A Hawaii doctor has returned from his medical mission to Sierra Leone to help with the ebola outbreak.
Dr. Richard Brostrom came home right before Christmas, and says the first thing he did after spending time with his family, was catch up on his sleep.
He says his work days in the capital city of Freetown were long — from about 8 a.m. – 11 p.m. for 29 days straight.
Brostrom says his experience was “pretty amazing, desperate, that country is really suffering.”
In addition to heading the State Health Department’s Tuberculosis Branch, Brostrom is also a Medical Officer for the Centers for Disease Control and Prevention.
“I think the thing is was surprised with the most was that when a problem arose while we were there, the response was rapid, effective, and intense. So we are really giving it our best effort to put out this fire in West Africa,” Brostrom said.
Sierra Leone has had the most ebola cases among the three West African countries with widespread transmission.

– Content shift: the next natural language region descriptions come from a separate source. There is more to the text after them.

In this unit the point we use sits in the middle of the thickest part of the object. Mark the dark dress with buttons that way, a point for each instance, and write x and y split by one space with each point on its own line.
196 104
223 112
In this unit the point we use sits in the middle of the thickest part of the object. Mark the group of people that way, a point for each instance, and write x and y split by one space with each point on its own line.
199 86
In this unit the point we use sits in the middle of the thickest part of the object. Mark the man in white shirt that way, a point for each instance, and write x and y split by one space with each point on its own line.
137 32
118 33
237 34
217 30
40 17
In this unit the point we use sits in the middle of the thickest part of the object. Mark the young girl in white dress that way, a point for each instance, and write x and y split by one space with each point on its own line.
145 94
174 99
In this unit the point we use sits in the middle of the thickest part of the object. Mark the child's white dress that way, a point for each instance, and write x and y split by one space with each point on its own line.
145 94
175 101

“In general we are instructed to stay out of the hot zones. We did not provide direct patient care,” Brostrom said.
Rather, he helped to train people who work in the hospitals and wards.
Ebola is mainly spread through direct contact with infected blood or body fluids, or with objects like needles that have been contaminated with the virus.
KHON2 asked: “So it’s safe to say you do not have ebola?”
“It’s safe to say yes. The CDC has very strict rules about what we’re allowed to do and what we’re not allowed to do,” Brostrom said. “The more time you spend there the less frightened you become and more determined to help that sort of transition happens.”
In fact, Brostrom says he’s in early talks with the CDC to possibly go back as part of the vaccine team.